Below is a part of my read schema-
.add("names_source", StructType(
StructField("first_names", ArrayType.apply(StringType)) ::
StructField("last_names_id", ArrayType.apply(DoubleType)) ::
Nil
))
.add("another_source_array", ArrayType(StructType(
StructField("first", StringType) ::
StructField("last", StringType) ::
Nil
)))
Here is a part of my write schema-
.add("names_source", StructType.apply(Seq(
StructField("first_names", StringType),
StructField("last_names_id", DoubleType))
))
.add("another_source_array", ArrayType(StructType.apply(Seq(
StructField("first", StringType),
StructField("last", StringType))
)))
In processing, I am using a method to index all columns. below is my piece of code for the function-
def myMapRedFunction(df: DataFrame, spark: SparkSession): DataFrame = {
val columnIndex = dataIndexingSchema.fieldNames.zipWithIndex.toMap
val myRDD = df.rdd
.map(row => {
Row(
row.getAs[Boolean](columnIndex("available")),
parseDate(row.getAs[String](columnIndex("create_time"))),
??I Need help here??
row.getAs[String](columnIndex("another_source")),
anotherSourceArrayFunction(row.getSeq[Row](columnIndex("another_source_array"))),
row.getAs[String](columnIndex("location")),
row.getAs[String](columnIndex("timestamp")),
parseDate(row.getAs[String](columnIndex("delete_time")))
)
}).distinct
spark.createDataFrame(myRDD, dataWriteSchema)
}
another_source_array
column is being processed by anotherSourceArrayFunction
method to make sure we get schema as per the requirements.
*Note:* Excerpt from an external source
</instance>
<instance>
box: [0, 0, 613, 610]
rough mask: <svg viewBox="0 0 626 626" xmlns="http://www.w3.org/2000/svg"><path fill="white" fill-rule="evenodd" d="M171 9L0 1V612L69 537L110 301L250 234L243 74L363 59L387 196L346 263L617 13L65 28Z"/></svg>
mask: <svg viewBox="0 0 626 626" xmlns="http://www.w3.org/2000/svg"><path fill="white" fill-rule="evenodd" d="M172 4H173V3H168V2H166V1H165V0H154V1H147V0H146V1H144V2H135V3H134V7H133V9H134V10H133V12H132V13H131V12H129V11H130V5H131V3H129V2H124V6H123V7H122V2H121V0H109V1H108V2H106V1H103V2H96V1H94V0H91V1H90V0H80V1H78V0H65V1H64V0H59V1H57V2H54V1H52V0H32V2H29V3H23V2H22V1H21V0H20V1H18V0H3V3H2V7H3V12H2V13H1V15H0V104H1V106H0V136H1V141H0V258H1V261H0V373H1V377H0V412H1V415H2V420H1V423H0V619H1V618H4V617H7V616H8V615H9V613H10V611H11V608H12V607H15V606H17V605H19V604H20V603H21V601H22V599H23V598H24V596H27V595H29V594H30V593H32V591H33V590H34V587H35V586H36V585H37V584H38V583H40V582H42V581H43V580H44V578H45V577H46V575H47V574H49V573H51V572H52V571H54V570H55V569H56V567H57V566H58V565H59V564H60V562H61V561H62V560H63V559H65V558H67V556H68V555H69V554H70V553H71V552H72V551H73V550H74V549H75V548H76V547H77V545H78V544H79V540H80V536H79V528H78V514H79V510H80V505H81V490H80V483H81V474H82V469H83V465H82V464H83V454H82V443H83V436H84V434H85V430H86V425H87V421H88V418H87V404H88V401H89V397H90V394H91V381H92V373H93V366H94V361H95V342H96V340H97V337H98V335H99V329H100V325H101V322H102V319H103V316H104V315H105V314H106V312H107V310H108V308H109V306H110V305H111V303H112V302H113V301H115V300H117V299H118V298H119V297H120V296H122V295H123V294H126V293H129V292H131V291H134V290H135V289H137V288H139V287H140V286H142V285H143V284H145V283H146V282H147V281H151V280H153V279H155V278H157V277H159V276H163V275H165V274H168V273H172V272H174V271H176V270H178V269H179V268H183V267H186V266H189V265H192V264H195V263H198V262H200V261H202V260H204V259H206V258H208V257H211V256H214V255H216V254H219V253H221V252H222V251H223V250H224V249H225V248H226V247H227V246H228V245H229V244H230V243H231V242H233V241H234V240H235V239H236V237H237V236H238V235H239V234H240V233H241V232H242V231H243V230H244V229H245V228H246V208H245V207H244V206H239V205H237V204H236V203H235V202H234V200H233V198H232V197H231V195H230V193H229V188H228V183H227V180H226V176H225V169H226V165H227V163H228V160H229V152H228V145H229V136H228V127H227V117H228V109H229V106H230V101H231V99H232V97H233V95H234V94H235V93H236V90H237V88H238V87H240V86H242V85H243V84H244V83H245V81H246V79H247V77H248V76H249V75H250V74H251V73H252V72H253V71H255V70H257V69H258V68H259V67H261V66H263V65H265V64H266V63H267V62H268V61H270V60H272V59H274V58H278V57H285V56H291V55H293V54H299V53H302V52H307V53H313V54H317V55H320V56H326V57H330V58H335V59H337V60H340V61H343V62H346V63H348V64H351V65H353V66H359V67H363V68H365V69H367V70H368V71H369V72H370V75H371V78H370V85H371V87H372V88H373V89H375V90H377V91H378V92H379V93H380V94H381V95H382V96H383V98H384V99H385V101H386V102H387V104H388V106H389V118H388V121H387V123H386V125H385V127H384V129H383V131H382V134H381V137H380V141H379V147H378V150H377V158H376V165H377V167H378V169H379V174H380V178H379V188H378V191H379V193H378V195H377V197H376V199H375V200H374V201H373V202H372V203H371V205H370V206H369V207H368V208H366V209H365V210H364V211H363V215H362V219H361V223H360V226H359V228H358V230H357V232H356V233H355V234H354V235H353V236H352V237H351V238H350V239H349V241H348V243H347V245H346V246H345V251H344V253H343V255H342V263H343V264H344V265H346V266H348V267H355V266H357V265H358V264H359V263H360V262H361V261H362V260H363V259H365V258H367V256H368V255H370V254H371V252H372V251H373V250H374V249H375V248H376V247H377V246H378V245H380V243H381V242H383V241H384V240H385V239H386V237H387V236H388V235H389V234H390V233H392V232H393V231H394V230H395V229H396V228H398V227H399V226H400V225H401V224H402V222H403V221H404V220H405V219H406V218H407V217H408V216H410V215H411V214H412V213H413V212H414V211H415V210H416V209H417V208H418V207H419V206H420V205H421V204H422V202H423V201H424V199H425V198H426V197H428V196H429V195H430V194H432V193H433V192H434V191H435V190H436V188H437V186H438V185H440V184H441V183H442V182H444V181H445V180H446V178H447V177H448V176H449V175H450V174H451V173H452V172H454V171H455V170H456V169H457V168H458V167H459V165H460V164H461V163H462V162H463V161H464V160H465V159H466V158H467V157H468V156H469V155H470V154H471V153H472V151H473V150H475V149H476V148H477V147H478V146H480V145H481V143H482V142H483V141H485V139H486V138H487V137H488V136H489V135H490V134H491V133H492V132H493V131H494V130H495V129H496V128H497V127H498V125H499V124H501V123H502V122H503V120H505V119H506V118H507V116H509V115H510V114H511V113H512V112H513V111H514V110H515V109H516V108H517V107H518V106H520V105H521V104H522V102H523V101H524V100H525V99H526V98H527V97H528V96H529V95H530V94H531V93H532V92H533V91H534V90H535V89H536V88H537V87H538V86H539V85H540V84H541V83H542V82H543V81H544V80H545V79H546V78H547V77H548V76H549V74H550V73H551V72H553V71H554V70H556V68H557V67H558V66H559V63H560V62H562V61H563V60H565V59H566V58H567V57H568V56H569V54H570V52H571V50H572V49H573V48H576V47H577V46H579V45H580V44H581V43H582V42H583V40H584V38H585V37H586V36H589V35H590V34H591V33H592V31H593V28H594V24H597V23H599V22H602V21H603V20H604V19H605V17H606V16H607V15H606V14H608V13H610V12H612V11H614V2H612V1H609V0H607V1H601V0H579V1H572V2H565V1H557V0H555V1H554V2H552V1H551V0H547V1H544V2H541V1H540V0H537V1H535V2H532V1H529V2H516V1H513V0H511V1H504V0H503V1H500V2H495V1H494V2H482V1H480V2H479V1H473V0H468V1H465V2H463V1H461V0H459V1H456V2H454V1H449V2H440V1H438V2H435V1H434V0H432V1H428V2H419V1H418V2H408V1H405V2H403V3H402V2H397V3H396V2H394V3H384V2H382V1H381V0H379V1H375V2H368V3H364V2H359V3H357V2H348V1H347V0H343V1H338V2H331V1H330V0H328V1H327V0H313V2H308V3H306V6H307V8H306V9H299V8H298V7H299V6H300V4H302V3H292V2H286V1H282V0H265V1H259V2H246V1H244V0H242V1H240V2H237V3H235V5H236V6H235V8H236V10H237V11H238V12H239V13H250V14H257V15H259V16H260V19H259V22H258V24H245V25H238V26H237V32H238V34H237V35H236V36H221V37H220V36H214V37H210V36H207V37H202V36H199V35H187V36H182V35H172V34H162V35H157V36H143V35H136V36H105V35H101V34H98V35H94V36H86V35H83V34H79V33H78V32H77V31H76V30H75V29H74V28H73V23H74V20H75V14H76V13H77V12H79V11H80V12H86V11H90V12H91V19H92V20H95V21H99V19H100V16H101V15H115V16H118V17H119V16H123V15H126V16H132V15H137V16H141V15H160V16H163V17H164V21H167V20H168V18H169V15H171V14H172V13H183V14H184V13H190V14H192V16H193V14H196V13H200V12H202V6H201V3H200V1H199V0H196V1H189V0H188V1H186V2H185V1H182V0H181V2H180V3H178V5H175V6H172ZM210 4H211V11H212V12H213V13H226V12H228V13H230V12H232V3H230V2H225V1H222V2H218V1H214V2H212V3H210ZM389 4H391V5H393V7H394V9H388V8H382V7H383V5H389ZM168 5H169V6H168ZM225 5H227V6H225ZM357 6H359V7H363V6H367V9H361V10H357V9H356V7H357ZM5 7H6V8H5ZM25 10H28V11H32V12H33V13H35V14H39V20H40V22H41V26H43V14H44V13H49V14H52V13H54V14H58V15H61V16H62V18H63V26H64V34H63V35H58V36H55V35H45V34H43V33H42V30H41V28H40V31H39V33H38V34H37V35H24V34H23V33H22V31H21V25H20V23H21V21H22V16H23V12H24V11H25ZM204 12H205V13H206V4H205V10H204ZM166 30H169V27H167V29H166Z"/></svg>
I need a similar function to get names_source
column. Below is the function that I am using for another_source_array
column.
def anotherSourceArrayFunction(data: Seq[Row]): Seq[Row] = {
if (data == null) {
data
} else {
data.map(r => {
val first = r.getAs[String]("first").ToUpperCase()
val last = r.getAs[String]("last")
new GenericRowWithSchema(Array(first,last), StructType(
StructField("first", StringType) ::
StructField("last", StringType) ::
Nil
))
})
}
}
Probably in short, I need something like this, where I can get my names_source
column structure as a struct.
names_source:struct<first_names:array<string>,last_names_id:array<bigint>>
another_source_array:array<struct<first:string,last:string>>
Above are the column schema required finally. I am able to get another_source_array
properly and need help in names_source
. I think my write schema for this column is correct but I am not sure. But I need finally names_source:struct<first_names:array<string>,last_names_id:array<bigint>>
as column schema.
Note: I am able to get another_source_array
column carefully without any problem. I kept here that function to make it better understanding.